The against? The cost. Before we get to that point ... is it better to get a coronavirus vaccine that has a lot of antigens?
First, Cahn said, "in terms of the perception of the recipient, there are no differences." Although the results of the local study with this vaccine are not ready, “international data indicate an efficacy of almost 80%. In addition, the adverse effects are minor - some fever, perhaps, and some pain at the injection site - and the main thing is that it works by preventing serious forms of the disease. With these words, Cahn referred to a central question: there are still no studies that prove that any vaccines are capable of completely preventing the spread of coronavirus. On the other hand, it is known that the chances of having severe symptoms in the face of the disease decrease.

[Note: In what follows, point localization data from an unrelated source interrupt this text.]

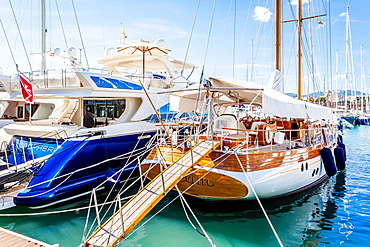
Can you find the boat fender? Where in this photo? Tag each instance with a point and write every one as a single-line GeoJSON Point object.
{"type": "Point", "coordinates": [328, 160]}
{"type": "Point", "coordinates": [339, 158]}
{"type": "Point", "coordinates": [111, 179]}
{"type": "Point", "coordinates": [340, 139]}
{"type": "Point", "coordinates": [342, 145]}
{"type": "Point", "coordinates": [268, 135]}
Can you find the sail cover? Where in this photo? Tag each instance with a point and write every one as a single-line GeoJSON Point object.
{"type": "Point", "coordinates": [232, 91]}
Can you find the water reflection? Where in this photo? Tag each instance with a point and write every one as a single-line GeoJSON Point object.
{"type": "Point", "coordinates": [299, 220]}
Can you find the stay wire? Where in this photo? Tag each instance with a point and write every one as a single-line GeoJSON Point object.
{"type": "Point", "coordinates": [79, 31]}
{"type": "Point", "coordinates": [7, 41]}
{"type": "Point", "coordinates": [61, 24]}
{"type": "Point", "coordinates": [190, 38]}
{"type": "Point", "coordinates": [20, 35]}
{"type": "Point", "coordinates": [208, 39]}
{"type": "Point", "coordinates": [203, 233]}
{"type": "Point", "coordinates": [259, 201]}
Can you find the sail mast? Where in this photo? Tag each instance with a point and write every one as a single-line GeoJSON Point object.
{"type": "Point", "coordinates": [43, 37]}
{"type": "Point", "coordinates": [347, 62]}
{"type": "Point", "coordinates": [299, 55]}
{"type": "Point", "coordinates": [278, 35]}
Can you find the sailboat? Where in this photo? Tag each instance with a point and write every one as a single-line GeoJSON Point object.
{"type": "Point", "coordinates": [288, 148]}
{"type": "Point", "coordinates": [279, 147]}
{"type": "Point", "coordinates": [66, 157]}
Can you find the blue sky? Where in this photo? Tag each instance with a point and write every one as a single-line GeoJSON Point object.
{"type": "Point", "coordinates": [247, 54]}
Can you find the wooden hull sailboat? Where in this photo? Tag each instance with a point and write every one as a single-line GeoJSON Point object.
{"type": "Point", "coordinates": [267, 156]}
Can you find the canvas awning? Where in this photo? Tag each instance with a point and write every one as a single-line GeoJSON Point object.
{"type": "Point", "coordinates": [233, 91]}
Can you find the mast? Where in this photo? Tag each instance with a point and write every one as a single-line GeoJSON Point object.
{"type": "Point", "coordinates": [43, 37]}
{"type": "Point", "coordinates": [311, 54]}
{"type": "Point", "coordinates": [347, 62]}
{"type": "Point", "coordinates": [362, 80]}
{"type": "Point", "coordinates": [299, 44]}
{"type": "Point", "coordinates": [278, 35]}
{"type": "Point", "coordinates": [336, 80]}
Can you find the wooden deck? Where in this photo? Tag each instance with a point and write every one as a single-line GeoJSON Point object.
{"type": "Point", "coordinates": [9, 238]}
{"type": "Point", "coordinates": [125, 219]}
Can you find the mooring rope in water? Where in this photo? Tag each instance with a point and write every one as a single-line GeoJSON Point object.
{"type": "Point", "coordinates": [183, 203]}
{"type": "Point", "coordinates": [77, 210]}
{"type": "Point", "coordinates": [259, 202]}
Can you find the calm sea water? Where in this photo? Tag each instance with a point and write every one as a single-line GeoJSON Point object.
{"type": "Point", "coordinates": [337, 213]}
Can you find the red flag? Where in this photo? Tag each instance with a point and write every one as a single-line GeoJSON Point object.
{"type": "Point", "coordinates": [26, 88]}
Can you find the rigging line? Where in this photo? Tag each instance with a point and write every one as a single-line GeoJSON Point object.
{"type": "Point", "coordinates": [330, 47]}
{"type": "Point", "coordinates": [7, 41]}
{"type": "Point", "coordinates": [258, 39]}
{"type": "Point", "coordinates": [234, 39]}
{"type": "Point", "coordinates": [244, 31]}
{"type": "Point", "coordinates": [58, 211]}
{"type": "Point", "coordinates": [185, 203]}
{"type": "Point", "coordinates": [259, 202]}
{"type": "Point", "coordinates": [61, 24]}
{"type": "Point", "coordinates": [19, 31]}
{"type": "Point", "coordinates": [209, 38]}
{"type": "Point", "coordinates": [190, 38]}
{"type": "Point", "coordinates": [165, 206]}
{"type": "Point", "coordinates": [122, 189]}
{"type": "Point", "coordinates": [222, 38]}
{"type": "Point", "coordinates": [79, 31]}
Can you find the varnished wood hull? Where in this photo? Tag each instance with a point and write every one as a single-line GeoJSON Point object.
{"type": "Point", "coordinates": [220, 176]}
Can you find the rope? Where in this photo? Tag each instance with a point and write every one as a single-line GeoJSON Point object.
{"type": "Point", "coordinates": [7, 41]}
{"type": "Point", "coordinates": [59, 211]}
{"type": "Point", "coordinates": [61, 24]}
{"type": "Point", "coordinates": [259, 202]}
{"type": "Point", "coordinates": [79, 31]}
{"type": "Point", "coordinates": [20, 35]}
{"type": "Point", "coordinates": [191, 35]}
{"type": "Point", "coordinates": [203, 233]}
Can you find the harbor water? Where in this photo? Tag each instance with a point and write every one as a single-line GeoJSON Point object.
{"type": "Point", "coordinates": [336, 213]}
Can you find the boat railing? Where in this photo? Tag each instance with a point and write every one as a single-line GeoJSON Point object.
{"type": "Point", "coordinates": [60, 78]}
{"type": "Point", "coordinates": [25, 148]}
{"type": "Point", "coordinates": [246, 140]}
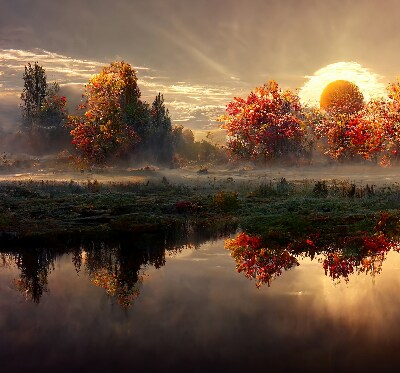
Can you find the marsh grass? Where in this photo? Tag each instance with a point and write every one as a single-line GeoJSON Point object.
{"type": "Point", "coordinates": [275, 208]}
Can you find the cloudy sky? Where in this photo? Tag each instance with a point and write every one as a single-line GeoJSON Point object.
{"type": "Point", "coordinates": [199, 54]}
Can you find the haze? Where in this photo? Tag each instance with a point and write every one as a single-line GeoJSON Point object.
{"type": "Point", "coordinates": [198, 54]}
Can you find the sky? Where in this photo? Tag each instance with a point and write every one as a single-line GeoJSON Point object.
{"type": "Point", "coordinates": [199, 54]}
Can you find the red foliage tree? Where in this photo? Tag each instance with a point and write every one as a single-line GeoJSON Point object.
{"type": "Point", "coordinates": [268, 124]}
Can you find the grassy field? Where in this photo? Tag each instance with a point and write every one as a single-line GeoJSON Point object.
{"type": "Point", "coordinates": [54, 208]}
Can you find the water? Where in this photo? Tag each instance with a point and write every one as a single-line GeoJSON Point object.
{"type": "Point", "coordinates": [108, 308]}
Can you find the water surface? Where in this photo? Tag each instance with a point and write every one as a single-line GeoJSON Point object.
{"type": "Point", "coordinates": [108, 309]}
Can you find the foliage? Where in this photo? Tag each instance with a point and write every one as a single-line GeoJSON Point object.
{"type": "Point", "coordinates": [42, 104]}
{"type": "Point", "coordinates": [43, 113]}
{"type": "Point", "coordinates": [112, 101]}
{"type": "Point", "coordinates": [257, 261]}
{"type": "Point", "coordinates": [268, 124]}
{"type": "Point", "coordinates": [33, 94]}
{"type": "Point", "coordinates": [186, 149]}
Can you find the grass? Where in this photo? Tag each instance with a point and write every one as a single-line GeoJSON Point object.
{"type": "Point", "coordinates": [51, 210]}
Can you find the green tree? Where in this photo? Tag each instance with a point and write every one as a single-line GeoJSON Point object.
{"type": "Point", "coordinates": [33, 94]}
{"type": "Point", "coordinates": [160, 139]}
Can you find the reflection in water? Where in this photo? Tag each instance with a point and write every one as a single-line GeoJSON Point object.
{"type": "Point", "coordinates": [35, 266]}
{"type": "Point", "coordinates": [340, 256]}
{"type": "Point", "coordinates": [117, 267]}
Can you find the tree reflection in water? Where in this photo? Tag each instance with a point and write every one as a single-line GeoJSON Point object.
{"type": "Point", "coordinates": [118, 266]}
{"type": "Point", "coordinates": [361, 252]}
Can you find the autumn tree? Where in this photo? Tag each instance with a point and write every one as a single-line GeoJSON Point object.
{"type": "Point", "coordinates": [389, 112]}
{"type": "Point", "coordinates": [113, 113]}
{"type": "Point", "coordinates": [269, 123]}
{"type": "Point", "coordinates": [349, 128]}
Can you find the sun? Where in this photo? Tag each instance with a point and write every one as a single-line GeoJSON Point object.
{"type": "Point", "coordinates": [341, 96]}
{"type": "Point", "coordinates": [369, 83]}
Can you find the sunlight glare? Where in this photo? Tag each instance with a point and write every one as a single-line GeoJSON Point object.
{"type": "Point", "coordinates": [369, 83]}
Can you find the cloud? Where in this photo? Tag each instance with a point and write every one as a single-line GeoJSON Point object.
{"type": "Point", "coordinates": [194, 105]}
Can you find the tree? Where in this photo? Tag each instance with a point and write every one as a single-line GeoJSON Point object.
{"type": "Point", "coordinates": [113, 113]}
{"type": "Point", "coordinates": [43, 112]}
{"type": "Point", "coordinates": [389, 113]}
{"type": "Point", "coordinates": [268, 124]}
{"type": "Point", "coordinates": [33, 94]}
{"type": "Point", "coordinates": [159, 136]}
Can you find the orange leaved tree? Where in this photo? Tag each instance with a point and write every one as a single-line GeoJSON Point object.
{"type": "Point", "coordinates": [268, 124]}
{"type": "Point", "coordinates": [112, 99]}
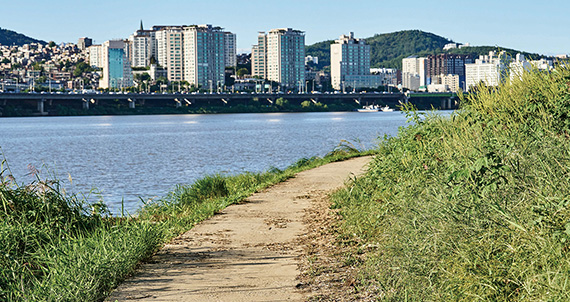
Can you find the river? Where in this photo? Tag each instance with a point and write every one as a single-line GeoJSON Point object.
{"type": "Point", "coordinates": [142, 157]}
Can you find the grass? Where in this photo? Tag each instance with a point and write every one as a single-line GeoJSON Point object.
{"type": "Point", "coordinates": [56, 247]}
{"type": "Point", "coordinates": [474, 207]}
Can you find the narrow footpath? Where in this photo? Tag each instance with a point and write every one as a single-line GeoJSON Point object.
{"type": "Point", "coordinates": [247, 252]}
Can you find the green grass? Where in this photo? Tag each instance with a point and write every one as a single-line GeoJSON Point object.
{"type": "Point", "coordinates": [56, 247]}
{"type": "Point", "coordinates": [474, 207]}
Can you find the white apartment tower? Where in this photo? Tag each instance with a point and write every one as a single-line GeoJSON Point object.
{"type": "Point", "coordinates": [350, 64]}
{"type": "Point", "coordinates": [197, 53]}
{"type": "Point", "coordinates": [413, 72]}
{"type": "Point", "coordinates": [204, 55]}
{"type": "Point", "coordinates": [259, 57]}
{"type": "Point", "coordinates": [117, 72]}
{"type": "Point", "coordinates": [283, 52]}
{"type": "Point", "coordinates": [489, 69]}
{"type": "Point", "coordinates": [169, 51]}
{"type": "Point", "coordinates": [95, 53]}
{"type": "Point", "coordinates": [230, 49]}
{"type": "Point", "coordinates": [143, 47]}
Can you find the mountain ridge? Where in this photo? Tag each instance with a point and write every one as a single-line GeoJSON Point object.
{"type": "Point", "coordinates": [10, 37]}
{"type": "Point", "coordinates": [387, 50]}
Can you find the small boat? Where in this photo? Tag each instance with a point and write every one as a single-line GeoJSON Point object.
{"type": "Point", "coordinates": [369, 108]}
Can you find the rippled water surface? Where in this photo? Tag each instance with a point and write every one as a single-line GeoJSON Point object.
{"type": "Point", "coordinates": [127, 157]}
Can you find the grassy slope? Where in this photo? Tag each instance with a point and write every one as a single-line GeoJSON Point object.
{"type": "Point", "coordinates": [471, 208]}
{"type": "Point", "coordinates": [54, 247]}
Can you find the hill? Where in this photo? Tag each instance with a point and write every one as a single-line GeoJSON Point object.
{"type": "Point", "coordinates": [388, 50]}
{"type": "Point", "coordinates": [9, 37]}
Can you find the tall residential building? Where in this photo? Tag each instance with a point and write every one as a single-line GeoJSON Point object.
{"type": "Point", "coordinates": [204, 55]}
{"type": "Point", "coordinates": [413, 72]}
{"type": "Point", "coordinates": [144, 47]}
{"type": "Point", "coordinates": [169, 51]}
{"type": "Point", "coordinates": [197, 53]}
{"type": "Point", "coordinates": [117, 72]}
{"type": "Point", "coordinates": [95, 53]}
{"type": "Point", "coordinates": [84, 42]}
{"type": "Point", "coordinates": [489, 69]}
{"type": "Point", "coordinates": [444, 64]}
{"type": "Point", "coordinates": [259, 57]}
{"type": "Point", "coordinates": [350, 64]}
{"type": "Point", "coordinates": [284, 51]}
{"type": "Point", "coordinates": [519, 66]}
{"type": "Point", "coordinates": [230, 49]}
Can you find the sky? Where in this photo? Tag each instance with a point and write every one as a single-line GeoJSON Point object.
{"type": "Point", "coordinates": [533, 26]}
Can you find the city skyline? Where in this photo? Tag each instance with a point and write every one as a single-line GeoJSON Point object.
{"type": "Point", "coordinates": [521, 26]}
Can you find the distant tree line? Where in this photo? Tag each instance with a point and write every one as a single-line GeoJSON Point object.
{"type": "Point", "coordinates": [9, 37]}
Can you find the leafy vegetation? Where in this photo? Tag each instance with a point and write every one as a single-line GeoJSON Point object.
{"type": "Point", "coordinates": [55, 247]}
{"type": "Point", "coordinates": [470, 208]}
{"type": "Point", "coordinates": [9, 37]}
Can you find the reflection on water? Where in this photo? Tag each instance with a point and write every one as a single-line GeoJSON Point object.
{"type": "Point", "coordinates": [125, 157]}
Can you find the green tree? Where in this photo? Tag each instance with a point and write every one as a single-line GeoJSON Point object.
{"type": "Point", "coordinates": [242, 71]}
{"type": "Point", "coordinates": [281, 102]}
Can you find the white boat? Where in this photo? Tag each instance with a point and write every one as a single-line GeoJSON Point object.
{"type": "Point", "coordinates": [369, 108]}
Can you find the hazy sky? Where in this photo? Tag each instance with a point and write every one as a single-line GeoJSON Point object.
{"type": "Point", "coordinates": [532, 26]}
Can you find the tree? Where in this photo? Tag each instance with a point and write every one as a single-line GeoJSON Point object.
{"type": "Point", "coordinates": [37, 66]}
{"type": "Point", "coordinates": [281, 102]}
{"type": "Point", "coordinates": [241, 72]}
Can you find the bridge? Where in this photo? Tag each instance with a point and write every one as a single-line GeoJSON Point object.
{"type": "Point", "coordinates": [43, 103]}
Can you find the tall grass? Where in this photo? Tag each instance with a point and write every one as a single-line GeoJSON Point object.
{"type": "Point", "coordinates": [474, 207]}
{"type": "Point", "coordinates": [56, 247]}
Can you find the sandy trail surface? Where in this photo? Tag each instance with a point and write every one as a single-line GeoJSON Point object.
{"type": "Point", "coordinates": [247, 252]}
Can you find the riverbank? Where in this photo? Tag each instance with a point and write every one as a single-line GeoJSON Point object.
{"type": "Point", "coordinates": [472, 207]}
{"type": "Point", "coordinates": [248, 252]}
{"type": "Point", "coordinates": [123, 109]}
{"type": "Point", "coordinates": [56, 247]}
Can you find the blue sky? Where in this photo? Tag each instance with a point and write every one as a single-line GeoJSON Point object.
{"type": "Point", "coordinates": [533, 26]}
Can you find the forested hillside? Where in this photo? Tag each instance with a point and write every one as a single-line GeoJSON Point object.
{"type": "Point", "coordinates": [9, 37]}
{"type": "Point", "coordinates": [388, 50]}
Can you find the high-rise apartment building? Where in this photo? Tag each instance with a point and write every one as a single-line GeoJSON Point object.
{"type": "Point", "coordinates": [283, 52]}
{"type": "Point", "coordinates": [84, 42]}
{"type": "Point", "coordinates": [413, 72]}
{"type": "Point", "coordinates": [204, 55]}
{"type": "Point", "coordinates": [444, 64]}
{"type": "Point", "coordinates": [350, 64]}
{"type": "Point", "coordinates": [169, 50]}
{"type": "Point", "coordinates": [197, 53]}
{"type": "Point", "coordinates": [117, 72]}
{"type": "Point", "coordinates": [95, 53]}
{"type": "Point", "coordinates": [143, 47]}
{"type": "Point", "coordinates": [259, 57]}
{"type": "Point", "coordinates": [489, 69]}
{"type": "Point", "coordinates": [230, 49]}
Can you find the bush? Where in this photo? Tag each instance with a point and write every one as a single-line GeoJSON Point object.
{"type": "Point", "coordinates": [474, 207]}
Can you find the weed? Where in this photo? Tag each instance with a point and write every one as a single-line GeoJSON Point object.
{"type": "Point", "coordinates": [475, 206]}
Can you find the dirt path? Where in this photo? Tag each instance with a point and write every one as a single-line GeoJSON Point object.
{"type": "Point", "coordinates": [248, 252]}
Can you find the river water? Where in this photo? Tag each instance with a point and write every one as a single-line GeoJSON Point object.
{"type": "Point", "coordinates": [141, 157]}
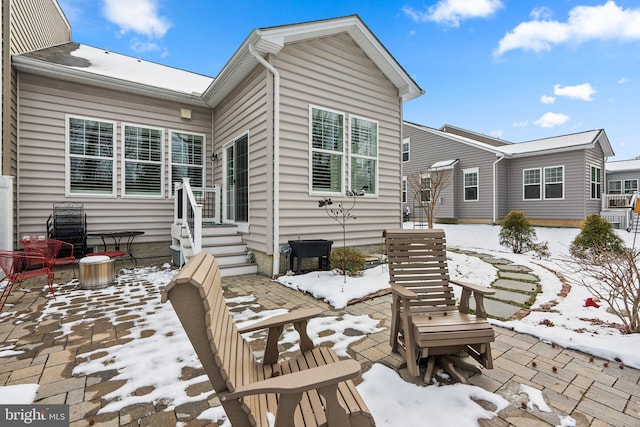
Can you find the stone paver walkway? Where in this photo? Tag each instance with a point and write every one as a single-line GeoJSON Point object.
{"type": "Point", "coordinates": [593, 392]}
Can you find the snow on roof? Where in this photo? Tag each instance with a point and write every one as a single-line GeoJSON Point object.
{"type": "Point", "coordinates": [443, 164]}
{"type": "Point", "coordinates": [550, 144]}
{"type": "Point", "coordinates": [124, 67]}
{"type": "Point", "coordinates": [623, 165]}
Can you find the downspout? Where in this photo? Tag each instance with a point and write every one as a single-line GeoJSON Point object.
{"type": "Point", "coordinates": [495, 187]}
{"type": "Point", "coordinates": [276, 159]}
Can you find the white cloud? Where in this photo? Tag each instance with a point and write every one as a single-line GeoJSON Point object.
{"type": "Point", "coordinates": [138, 16]}
{"type": "Point", "coordinates": [546, 99]}
{"type": "Point", "coordinates": [604, 22]}
{"type": "Point", "coordinates": [542, 12]}
{"type": "Point", "coordinates": [451, 12]}
{"type": "Point", "coordinates": [582, 92]}
{"type": "Point", "coordinates": [549, 120]}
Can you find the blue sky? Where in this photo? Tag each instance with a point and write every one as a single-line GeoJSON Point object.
{"type": "Point", "coordinates": [513, 69]}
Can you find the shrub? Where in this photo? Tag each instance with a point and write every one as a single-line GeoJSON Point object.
{"type": "Point", "coordinates": [348, 260]}
{"type": "Point", "coordinates": [596, 235]}
{"type": "Point", "coordinates": [517, 233]}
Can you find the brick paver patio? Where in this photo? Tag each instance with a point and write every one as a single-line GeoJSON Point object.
{"type": "Point", "coordinates": [593, 392]}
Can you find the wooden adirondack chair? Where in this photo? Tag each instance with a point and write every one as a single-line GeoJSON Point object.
{"type": "Point", "coordinates": [426, 323]}
{"type": "Point", "coordinates": [311, 389]}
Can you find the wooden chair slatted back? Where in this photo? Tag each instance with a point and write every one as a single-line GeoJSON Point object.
{"type": "Point", "coordinates": [418, 261]}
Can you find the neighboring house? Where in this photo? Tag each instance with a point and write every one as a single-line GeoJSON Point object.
{"type": "Point", "coordinates": [27, 25]}
{"type": "Point", "coordinates": [622, 177]}
{"type": "Point", "coordinates": [555, 181]}
{"type": "Point", "coordinates": [300, 112]}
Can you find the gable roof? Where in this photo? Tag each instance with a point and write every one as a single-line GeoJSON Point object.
{"type": "Point", "coordinates": [557, 144]}
{"type": "Point", "coordinates": [271, 40]}
{"type": "Point", "coordinates": [496, 142]}
{"type": "Point", "coordinates": [623, 165]}
{"type": "Point", "coordinates": [81, 63]}
{"type": "Point", "coordinates": [98, 67]}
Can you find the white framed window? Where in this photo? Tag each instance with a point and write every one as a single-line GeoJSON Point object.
{"type": "Point", "coordinates": [406, 144]}
{"type": "Point", "coordinates": [90, 157]}
{"type": "Point", "coordinates": [404, 189]}
{"type": "Point", "coordinates": [630, 186]}
{"type": "Point", "coordinates": [532, 184]}
{"type": "Point", "coordinates": [327, 151]}
{"type": "Point", "coordinates": [471, 192]}
{"type": "Point", "coordinates": [364, 155]}
{"type": "Point", "coordinates": [554, 182]}
{"type": "Point", "coordinates": [615, 187]}
{"type": "Point", "coordinates": [187, 157]}
{"type": "Point", "coordinates": [425, 188]}
{"type": "Point", "coordinates": [596, 182]}
{"type": "Point", "coordinates": [142, 161]}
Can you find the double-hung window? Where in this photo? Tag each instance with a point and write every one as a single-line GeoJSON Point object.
{"type": "Point", "coordinates": [91, 157]}
{"type": "Point", "coordinates": [406, 144]}
{"type": "Point", "coordinates": [470, 184]}
{"type": "Point", "coordinates": [327, 151]}
{"type": "Point", "coordinates": [364, 155]}
{"type": "Point", "coordinates": [615, 187]}
{"type": "Point", "coordinates": [554, 182]}
{"type": "Point", "coordinates": [187, 158]}
{"type": "Point", "coordinates": [142, 158]}
{"type": "Point", "coordinates": [596, 182]}
{"type": "Point", "coordinates": [425, 188]}
{"type": "Point", "coordinates": [630, 186]}
{"type": "Point", "coordinates": [404, 189]}
{"type": "Point", "coordinates": [532, 183]}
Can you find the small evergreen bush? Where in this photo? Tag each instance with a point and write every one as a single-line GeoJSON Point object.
{"type": "Point", "coordinates": [517, 233]}
{"type": "Point", "coordinates": [348, 260]}
{"type": "Point", "coordinates": [596, 235]}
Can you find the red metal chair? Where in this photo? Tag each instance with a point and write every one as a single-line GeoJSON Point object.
{"type": "Point", "coordinates": [50, 249]}
{"type": "Point", "coordinates": [19, 266]}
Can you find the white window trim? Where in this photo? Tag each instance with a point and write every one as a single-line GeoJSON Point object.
{"type": "Point", "coordinates": [544, 183]}
{"type": "Point", "coordinates": [591, 167]}
{"type": "Point", "coordinates": [67, 158]}
{"type": "Point", "coordinates": [624, 181]}
{"type": "Point", "coordinates": [405, 189]}
{"type": "Point", "coordinates": [464, 185]}
{"type": "Point", "coordinates": [352, 156]}
{"type": "Point", "coordinates": [619, 181]}
{"type": "Point", "coordinates": [524, 185]}
{"type": "Point", "coordinates": [123, 169]}
{"type": "Point", "coordinates": [408, 142]}
{"type": "Point", "coordinates": [204, 157]}
{"type": "Point", "coordinates": [345, 143]}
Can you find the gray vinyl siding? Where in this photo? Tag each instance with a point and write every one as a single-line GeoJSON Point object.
{"type": "Point", "coordinates": [593, 157]}
{"type": "Point", "coordinates": [621, 176]}
{"type": "Point", "coordinates": [571, 207]}
{"type": "Point", "coordinates": [428, 148]}
{"type": "Point", "coordinates": [333, 73]}
{"type": "Point", "coordinates": [43, 106]}
{"type": "Point", "coordinates": [36, 24]}
{"type": "Point", "coordinates": [249, 109]}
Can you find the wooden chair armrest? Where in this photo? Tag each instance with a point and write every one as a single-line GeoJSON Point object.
{"type": "Point", "coordinates": [275, 324]}
{"type": "Point", "coordinates": [475, 288]}
{"type": "Point", "coordinates": [478, 294]}
{"type": "Point", "coordinates": [282, 319]}
{"type": "Point", "coordinates": [301, 381]}
{"type": "Point", "coordinates": [402, 291]}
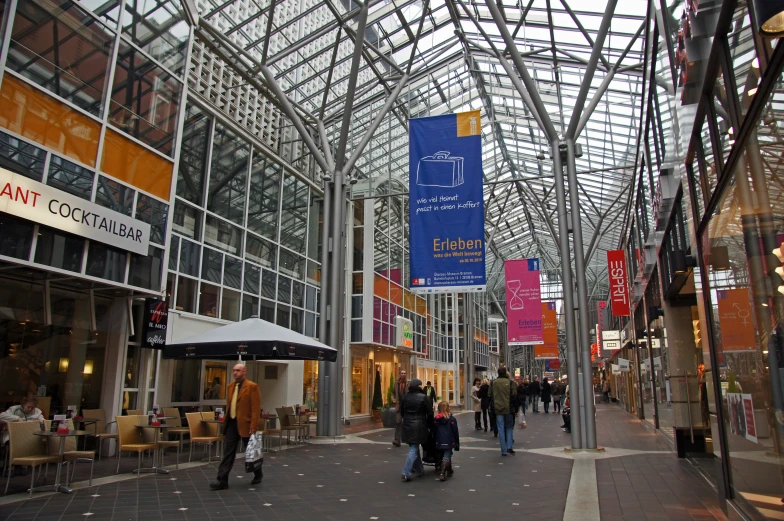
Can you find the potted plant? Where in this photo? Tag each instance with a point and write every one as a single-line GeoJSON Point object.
{"type": "Point", "coordinates": [377, 400]}
{"type": "Point", "coordinates": [389, 417]}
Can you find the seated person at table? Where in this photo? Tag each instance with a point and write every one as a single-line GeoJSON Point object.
{"type": "Point", "coordinates": [25, 411]}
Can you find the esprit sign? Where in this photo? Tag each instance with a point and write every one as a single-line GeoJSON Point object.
{"type": "Point", "coordinates": [404, 332]}
{"type": "Point", "coordinates": [619, 289]}
{"type": "Point", "coordinates": [43, 204]}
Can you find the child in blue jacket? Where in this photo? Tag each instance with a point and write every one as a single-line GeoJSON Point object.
{"type": "Point", "coordinates": [447, 438]}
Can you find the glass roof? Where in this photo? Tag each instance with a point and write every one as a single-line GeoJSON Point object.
{"type": "Point", "coordinates": [450, 51]}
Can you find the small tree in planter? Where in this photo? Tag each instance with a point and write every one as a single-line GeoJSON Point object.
{"type": "Point", "coordinates": [389, 417]}
{"type": "Point", "coordinates": [377, 399]}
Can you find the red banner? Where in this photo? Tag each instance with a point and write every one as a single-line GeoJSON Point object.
{"type": "Point", "coordinates": [619, 285]}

These are subjects under study and, just as the famous paper of phase 3 of the Sputnik vaccine was long in coming, there are also missing publications of that phase of the Sinopharm vaccine, beyond the fact that the ANMAT recommended it for emergency use and the Ministry of Health authorized it. For Juliana Cassataro, some optimistic hypotheses can be used regarding the developments with inactivated virus: “The Chinese vaccine, unlike the others, has all the coronavirus antigens. From an immunological point of view, in the long term, these types of platforms could be less susceptible to the changes that the virus naturally makes. But you have to wait. For now it is not really known ”.
The cost of a supposed benefit is clear. “The development of these vaccines takes longer, which is why pharmaceutical companies often choose adenovirus. To make an inactivated virus, a plant is needed to manufacture live virus, with all the safety conditions, which makes production much more expensive, especially with these very dangerous viruses. That is why they are more expensive vaccines ”. Of the between $4 and $10 dollars per dose, we reached an agreement that is around $20 dollars per dose, after a reduction that Argentina achieved.
Maybe it is worth the expense. According to Quarlerí, "the only neutralizing antibodies are those that the body develops against protein S, but using an inactivated vaccine will achieve antibodies against other viral components, whose biological significance we must still elucidate in terms of protection." In addition, there is another immune response of the body that could be amplified with this type of vaccine: the immune response mediated by T lymphocytes, "which is the body's cellular response. The immune response could be prepared to recognize in a more expanded way the presence of infected cells ”.
However, the expert said, "as with all vaccines, you have to be cautious: wait for the end of phase 3 and do pharmacovigilance for a long time."